Agents add cost: Every tool invocation (Web Search, SQL Query) costs Token Count. Never let an agent loop infinitely.
Specialization beats generalization: A generic LLM searching a schema is error-prone. A dedicated agent bound to SQL tools is reliable.
The Multi-Agent pattern is the standard for LLM systems managing complex, multi-source data pipelines.

🔗 Related Topics

🔮 Future Scope

The next step beyond "Agentic RAG" is Self-Refining Agentic RAG. In this state, the Main Agent produces an answer, but the Search Agent analyzes it for accuracy, and if there's a gap, it posts a question back to the Main Agent for clarification before answering the user.

❓ FAQ

Q: Is Agentic RAG slower than standard RAG? A: Yes, significantly. Multi-Agent systems involve network calls (Web) and multiple LLM inferences.
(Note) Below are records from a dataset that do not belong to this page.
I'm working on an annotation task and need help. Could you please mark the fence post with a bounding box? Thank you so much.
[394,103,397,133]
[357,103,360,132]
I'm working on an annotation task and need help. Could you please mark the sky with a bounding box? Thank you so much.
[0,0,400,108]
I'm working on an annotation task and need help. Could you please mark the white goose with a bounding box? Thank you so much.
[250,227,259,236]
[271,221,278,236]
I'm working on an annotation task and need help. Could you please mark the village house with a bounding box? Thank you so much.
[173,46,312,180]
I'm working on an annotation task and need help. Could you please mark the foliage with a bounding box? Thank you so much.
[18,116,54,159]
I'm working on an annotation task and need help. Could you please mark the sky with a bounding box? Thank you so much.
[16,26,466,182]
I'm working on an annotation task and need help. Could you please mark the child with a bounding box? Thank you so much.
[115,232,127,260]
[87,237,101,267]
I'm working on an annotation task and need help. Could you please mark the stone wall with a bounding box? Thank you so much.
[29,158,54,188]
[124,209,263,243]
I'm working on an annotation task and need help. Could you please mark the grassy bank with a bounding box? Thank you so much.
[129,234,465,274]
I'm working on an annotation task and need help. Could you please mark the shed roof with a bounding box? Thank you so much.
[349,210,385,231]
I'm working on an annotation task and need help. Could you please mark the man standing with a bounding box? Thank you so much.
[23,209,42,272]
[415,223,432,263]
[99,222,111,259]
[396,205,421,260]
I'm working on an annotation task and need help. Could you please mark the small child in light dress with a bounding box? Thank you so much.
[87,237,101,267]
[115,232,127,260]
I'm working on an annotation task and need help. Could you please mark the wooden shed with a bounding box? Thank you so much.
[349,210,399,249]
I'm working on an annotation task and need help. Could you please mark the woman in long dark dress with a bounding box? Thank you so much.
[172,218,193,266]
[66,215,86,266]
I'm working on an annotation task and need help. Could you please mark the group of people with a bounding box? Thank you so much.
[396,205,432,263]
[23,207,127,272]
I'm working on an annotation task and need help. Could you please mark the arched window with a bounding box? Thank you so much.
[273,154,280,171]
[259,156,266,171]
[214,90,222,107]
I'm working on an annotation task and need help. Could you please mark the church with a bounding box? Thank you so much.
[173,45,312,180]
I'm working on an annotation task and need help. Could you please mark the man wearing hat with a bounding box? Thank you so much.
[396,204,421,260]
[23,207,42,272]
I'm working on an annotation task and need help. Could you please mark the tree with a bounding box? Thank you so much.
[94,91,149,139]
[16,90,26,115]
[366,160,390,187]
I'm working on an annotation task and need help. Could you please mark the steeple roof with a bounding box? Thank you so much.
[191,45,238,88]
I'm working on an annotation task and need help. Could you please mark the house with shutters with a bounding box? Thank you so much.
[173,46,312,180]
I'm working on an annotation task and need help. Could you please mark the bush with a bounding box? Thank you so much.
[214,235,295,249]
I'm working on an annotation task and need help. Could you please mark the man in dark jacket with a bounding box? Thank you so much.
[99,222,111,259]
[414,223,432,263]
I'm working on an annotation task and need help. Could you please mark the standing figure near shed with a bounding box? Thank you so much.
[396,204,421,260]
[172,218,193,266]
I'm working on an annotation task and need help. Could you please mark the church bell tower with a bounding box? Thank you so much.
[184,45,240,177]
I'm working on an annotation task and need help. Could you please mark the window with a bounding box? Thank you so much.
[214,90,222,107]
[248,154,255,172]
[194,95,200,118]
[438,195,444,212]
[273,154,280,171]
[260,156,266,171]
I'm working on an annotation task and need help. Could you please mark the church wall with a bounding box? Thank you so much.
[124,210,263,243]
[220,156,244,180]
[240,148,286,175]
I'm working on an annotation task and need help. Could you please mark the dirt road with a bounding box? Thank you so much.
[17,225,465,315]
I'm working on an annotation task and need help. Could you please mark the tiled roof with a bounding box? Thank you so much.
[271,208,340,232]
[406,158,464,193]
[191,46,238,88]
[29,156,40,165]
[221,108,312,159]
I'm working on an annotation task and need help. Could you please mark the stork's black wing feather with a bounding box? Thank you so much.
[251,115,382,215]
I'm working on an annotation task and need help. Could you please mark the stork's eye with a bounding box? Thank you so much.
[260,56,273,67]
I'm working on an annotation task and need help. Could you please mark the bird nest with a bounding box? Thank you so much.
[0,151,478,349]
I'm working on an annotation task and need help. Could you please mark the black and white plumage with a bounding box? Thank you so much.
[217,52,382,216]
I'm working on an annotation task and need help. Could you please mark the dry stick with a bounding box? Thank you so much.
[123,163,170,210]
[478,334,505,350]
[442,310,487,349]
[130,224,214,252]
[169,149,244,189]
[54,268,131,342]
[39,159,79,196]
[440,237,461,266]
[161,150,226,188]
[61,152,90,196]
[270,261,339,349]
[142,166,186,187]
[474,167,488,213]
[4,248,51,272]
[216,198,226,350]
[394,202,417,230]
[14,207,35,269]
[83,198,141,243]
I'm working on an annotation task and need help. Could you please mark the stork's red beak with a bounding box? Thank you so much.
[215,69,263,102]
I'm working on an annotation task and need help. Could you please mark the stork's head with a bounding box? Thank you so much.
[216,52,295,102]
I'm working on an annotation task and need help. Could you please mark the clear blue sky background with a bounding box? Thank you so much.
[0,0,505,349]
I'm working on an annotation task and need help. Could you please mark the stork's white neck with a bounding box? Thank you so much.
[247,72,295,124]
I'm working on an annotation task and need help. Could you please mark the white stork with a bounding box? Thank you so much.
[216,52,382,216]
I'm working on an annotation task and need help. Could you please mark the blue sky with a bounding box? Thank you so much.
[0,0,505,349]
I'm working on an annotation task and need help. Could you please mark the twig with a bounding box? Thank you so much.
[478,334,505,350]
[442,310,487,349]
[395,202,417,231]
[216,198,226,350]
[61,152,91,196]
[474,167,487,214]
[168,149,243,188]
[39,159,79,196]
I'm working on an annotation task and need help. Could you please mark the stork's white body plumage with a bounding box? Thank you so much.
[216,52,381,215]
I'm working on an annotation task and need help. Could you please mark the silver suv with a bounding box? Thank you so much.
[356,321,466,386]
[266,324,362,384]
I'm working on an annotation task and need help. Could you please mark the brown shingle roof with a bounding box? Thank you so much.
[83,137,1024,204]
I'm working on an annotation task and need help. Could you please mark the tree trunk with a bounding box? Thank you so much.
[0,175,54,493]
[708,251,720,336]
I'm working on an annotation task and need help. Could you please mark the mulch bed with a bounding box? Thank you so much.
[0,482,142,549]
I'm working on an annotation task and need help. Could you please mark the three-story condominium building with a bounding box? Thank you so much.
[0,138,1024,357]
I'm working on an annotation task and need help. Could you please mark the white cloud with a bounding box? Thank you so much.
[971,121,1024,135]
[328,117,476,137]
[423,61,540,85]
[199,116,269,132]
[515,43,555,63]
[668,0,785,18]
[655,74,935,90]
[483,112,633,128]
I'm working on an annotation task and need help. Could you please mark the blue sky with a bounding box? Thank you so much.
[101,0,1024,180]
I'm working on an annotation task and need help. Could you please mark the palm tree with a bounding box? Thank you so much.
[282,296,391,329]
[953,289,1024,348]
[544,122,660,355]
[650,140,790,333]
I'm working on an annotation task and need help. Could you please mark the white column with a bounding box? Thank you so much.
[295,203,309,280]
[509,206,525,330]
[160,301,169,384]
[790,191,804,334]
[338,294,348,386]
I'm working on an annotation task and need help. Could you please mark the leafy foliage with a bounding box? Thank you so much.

You must optimize for speed via caching if you use this for real-time chat.

Q: Can I use Local LLMs (Llama 3) instead of OpenAI? A: Absolutely. The code above works perfectly with Ollama or HuggingFace models. The "Agentic" logic remains the same; only the generation engine changes.

Q: Do I need a database schema for the agents? A: If your data is semi-structured (JSON, SQL), yes. If purely unstructured text, a Semantic RAG is sufficient, but you might still need a Web Agent for updates.

🎯 Conclusion

Transitioning from Agentic RAG to Multi-Agent Search is about outsourcing intelligence. By treating your LLM not as a calculator, but as a manager, you can build systems that are accurate, dynamic, and resilient to hallucinations.

Ready to build your first Orchestration Layer? Start by implementing the Main Agent logic using the snippet above, and deploy a simple chat interface to see the delegation in action.